Relay-Version: version B 2.10 5/3/83; site utzoo.UUCP
Posting-Version: version B 2.10.1 6/24/83; site ucbcad.UUCP
Path: utzoo!linus!decvax!tektronix!ucbcad!ucbesvax.turner
From: ucbesvax.turner@ucbcad.UUCP
Newsgroups: net.arch
Subject: uP caches, cont'd. - (nf)
Message-ID: <1041@ucbcad.UUCP>
Date: Thu, 15-Dec-83 01:17:17 EST
Article-I.D.: ucbcad.1041
Posted: Thu Dec 15 01:17:17 1983
Date-Received: Sun, 11-Dec-83 01:07:13 EST
Sender: notes@ucbcad.UUCP
Organization: UC Berkeley CAD Group
Lines: 51

#N:ucbesvax:27900003:000:2645
ucbesvax!turner    Dec  8 12:23:00 1983

I don't like the idea of putting registers in an on-board cache memory
(and then translating register references to full memory addresses).
Some reasons why:

- it increases the amount of control logic required to interpret a
  register reference.  One must not only extract the reference, but
  add it to a full-address-space pointer, and hand it through the
  the cache-address translator.  As we will see below, this might
  involve serializing register access--involving yet more control
  logic.

- one advantage of a true register file is that one can use dual-ported
  memory to gain speed by allowing overlapped fetches.  Making a whole
  cache (~256..~4K bytes) out of dual-ported memory would be rather
  expensive.  The only other way to achieve overlapped fetching in
  the cache would be to interleave the cache RAM--and that's only a
  statistical speed-up.  There will still be cases where register access
  must be serialized *unless* the interleave factor is equal to the number
  of registers.  This seems like a high cost to pay just to get register-
  to-register operations that are (nearly) as fast as they are in
  processors that don't map registers to memory.  One does NOT contort the
  design of a cache around the architecture!  In fact, I am in favor of
  quite the opposite, for the special case of single-chip microprocessors:
  violate the rule of transparency to the extent of adding instructions that
  address issues of control and optimization of caches, then contort the
  compiler (somewhat) around these instructions.

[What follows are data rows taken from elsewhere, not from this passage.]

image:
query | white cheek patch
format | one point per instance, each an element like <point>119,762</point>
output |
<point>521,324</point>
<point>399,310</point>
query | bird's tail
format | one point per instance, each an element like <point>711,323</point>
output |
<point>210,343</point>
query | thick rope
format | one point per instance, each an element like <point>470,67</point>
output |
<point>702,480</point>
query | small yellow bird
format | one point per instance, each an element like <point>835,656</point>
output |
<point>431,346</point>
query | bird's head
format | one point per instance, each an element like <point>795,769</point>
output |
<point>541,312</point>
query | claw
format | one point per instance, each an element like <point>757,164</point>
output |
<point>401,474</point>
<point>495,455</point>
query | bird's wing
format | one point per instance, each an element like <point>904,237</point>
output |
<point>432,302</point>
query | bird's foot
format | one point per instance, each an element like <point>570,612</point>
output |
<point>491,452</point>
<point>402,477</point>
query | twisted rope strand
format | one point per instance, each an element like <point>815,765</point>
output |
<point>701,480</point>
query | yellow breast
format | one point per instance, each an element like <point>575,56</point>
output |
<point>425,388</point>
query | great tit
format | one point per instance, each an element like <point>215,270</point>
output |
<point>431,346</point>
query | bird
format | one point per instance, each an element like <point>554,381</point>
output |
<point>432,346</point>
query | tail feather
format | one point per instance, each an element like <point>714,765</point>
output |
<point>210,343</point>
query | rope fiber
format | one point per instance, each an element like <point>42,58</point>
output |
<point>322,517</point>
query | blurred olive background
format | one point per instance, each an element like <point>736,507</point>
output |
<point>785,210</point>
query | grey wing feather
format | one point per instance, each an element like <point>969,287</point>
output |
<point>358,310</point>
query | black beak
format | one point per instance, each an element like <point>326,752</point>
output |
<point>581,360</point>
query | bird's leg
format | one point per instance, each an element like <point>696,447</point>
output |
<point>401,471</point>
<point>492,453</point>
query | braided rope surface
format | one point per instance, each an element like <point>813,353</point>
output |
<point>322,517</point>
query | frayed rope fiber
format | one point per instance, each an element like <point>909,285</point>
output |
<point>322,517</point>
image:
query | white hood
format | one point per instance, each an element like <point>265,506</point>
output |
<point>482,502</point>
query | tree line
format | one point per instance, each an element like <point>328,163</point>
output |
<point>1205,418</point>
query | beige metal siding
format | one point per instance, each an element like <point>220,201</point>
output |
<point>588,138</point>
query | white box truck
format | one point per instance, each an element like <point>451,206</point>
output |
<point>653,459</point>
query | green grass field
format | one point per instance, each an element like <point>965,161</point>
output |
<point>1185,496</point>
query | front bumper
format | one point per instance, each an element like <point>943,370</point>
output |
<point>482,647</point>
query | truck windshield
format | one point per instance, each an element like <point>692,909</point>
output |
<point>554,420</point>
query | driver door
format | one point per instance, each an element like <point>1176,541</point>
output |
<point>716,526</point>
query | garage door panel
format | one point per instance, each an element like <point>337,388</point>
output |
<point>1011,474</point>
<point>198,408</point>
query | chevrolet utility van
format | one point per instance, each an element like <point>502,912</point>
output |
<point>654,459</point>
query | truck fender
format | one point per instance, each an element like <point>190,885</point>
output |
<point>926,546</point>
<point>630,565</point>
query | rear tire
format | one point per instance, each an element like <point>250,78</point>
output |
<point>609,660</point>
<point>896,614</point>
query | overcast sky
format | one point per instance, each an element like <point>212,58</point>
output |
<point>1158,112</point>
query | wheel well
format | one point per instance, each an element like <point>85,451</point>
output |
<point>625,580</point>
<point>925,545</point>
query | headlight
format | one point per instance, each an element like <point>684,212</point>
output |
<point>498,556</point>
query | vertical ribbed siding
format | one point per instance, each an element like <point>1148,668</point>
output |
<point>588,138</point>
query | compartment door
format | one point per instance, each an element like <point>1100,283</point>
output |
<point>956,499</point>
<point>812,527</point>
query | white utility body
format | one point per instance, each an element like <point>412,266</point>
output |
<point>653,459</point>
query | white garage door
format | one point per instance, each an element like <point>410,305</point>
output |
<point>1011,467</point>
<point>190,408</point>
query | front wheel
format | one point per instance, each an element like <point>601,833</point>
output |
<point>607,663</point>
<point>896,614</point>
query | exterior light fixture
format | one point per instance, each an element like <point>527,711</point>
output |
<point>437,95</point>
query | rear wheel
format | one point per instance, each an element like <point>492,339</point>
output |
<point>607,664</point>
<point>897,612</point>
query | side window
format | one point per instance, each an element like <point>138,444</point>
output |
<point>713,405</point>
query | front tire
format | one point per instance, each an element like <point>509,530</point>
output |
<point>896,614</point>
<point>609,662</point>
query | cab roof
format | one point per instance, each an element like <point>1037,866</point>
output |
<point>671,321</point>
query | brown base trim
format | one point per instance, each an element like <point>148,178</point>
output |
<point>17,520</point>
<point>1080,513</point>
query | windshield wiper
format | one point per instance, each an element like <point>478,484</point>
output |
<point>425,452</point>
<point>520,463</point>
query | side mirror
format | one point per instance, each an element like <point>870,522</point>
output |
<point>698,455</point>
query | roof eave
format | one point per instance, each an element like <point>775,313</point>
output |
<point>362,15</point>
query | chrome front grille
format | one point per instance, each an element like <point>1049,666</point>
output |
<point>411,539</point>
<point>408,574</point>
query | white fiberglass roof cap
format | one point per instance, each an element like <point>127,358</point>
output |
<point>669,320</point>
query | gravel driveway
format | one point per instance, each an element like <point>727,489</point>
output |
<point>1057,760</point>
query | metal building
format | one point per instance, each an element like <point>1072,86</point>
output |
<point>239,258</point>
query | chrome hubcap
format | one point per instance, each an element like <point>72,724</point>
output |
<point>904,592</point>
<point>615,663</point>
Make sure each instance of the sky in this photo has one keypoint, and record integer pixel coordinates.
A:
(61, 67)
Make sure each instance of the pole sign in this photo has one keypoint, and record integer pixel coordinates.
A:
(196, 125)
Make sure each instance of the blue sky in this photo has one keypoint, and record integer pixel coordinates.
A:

- runaway pointers can trash your whole context, making it very hard
  to debug programs with that problem.  Sure you could trap such
  accesses if they were inappropriate.  But again, that means clapping
  on some special frob to test for indirect addressing of register-
  mapped memory.  With a special supervisor control bit, perhaps, so
  that one *can* do it when one wants to.  And a partridge in a pear
  tree.  It all adds up.

Assuming that this discussion is concerned ONLY with the kind of cache
one puts on a single-chip microprocessor, I think people should realize
that you don't just say "oh, and let's add this".  On a chip, everything
steals something from everything else.  (In a TTL design, maybe you just
have to beef up the power supply a little to add new features.  Eventually
you run out of board space.  Bare silicon is a rather different medium.)

Don't let VLSI and its small packages fool you.  To take full advantage
of a million transistors on one die is going to be at least as hard as
designing Cray machines.
---
Michael Turner (ucbvax!ucbesvax.turner)